Yahoo! has reportedly suffered a huge user account security breach, with login credentials for in excess of 453,000 users having been released into the wild. Details of which of Yahoo!’s services has been hacked have not been released, though TrustedSec speculates that it is Yahoo Voice based on some of the subdomains included with the leaked list of 453,492 accounts.
The login details were released by a hack collective calling itself D33Ds Company, which claimed to have accessed the usernames and passwords with a union-based SQL injection, Ars Technica reports. Such an attack overloads a poorly-secured server with database commands; “By injecting powerful database commands into them, attackers can trick back-end servers into dumping huge amounts of sensitive information” Ars says.
However, D33Ds Company claims to have mitigated the potential damage of the leak by purposefully withholding more sensitive data. ”We hope that the parties responsible for managing the security of this subdomain will take this as a wake-up call, and not as a threat.
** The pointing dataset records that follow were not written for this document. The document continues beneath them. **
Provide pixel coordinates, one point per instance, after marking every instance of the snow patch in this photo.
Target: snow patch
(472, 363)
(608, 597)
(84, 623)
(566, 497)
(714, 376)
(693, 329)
There have been many security holes exploited in webservers belonging to Yahoo! Inc. that have caused far greater damage than our disclosure” the group wrote. “Please do not take them lightly. The subdomain and vulnerable parameters have not been posted to avoid further damage.”
Yahoo! is yet to comment on the breach, though it’s not the first embarrassing security gaffe at the company. Back in March, the company’s new Axis browser for iOS, PC and Mac was identified as having a potential loophole through which malware could install in the user’s browser.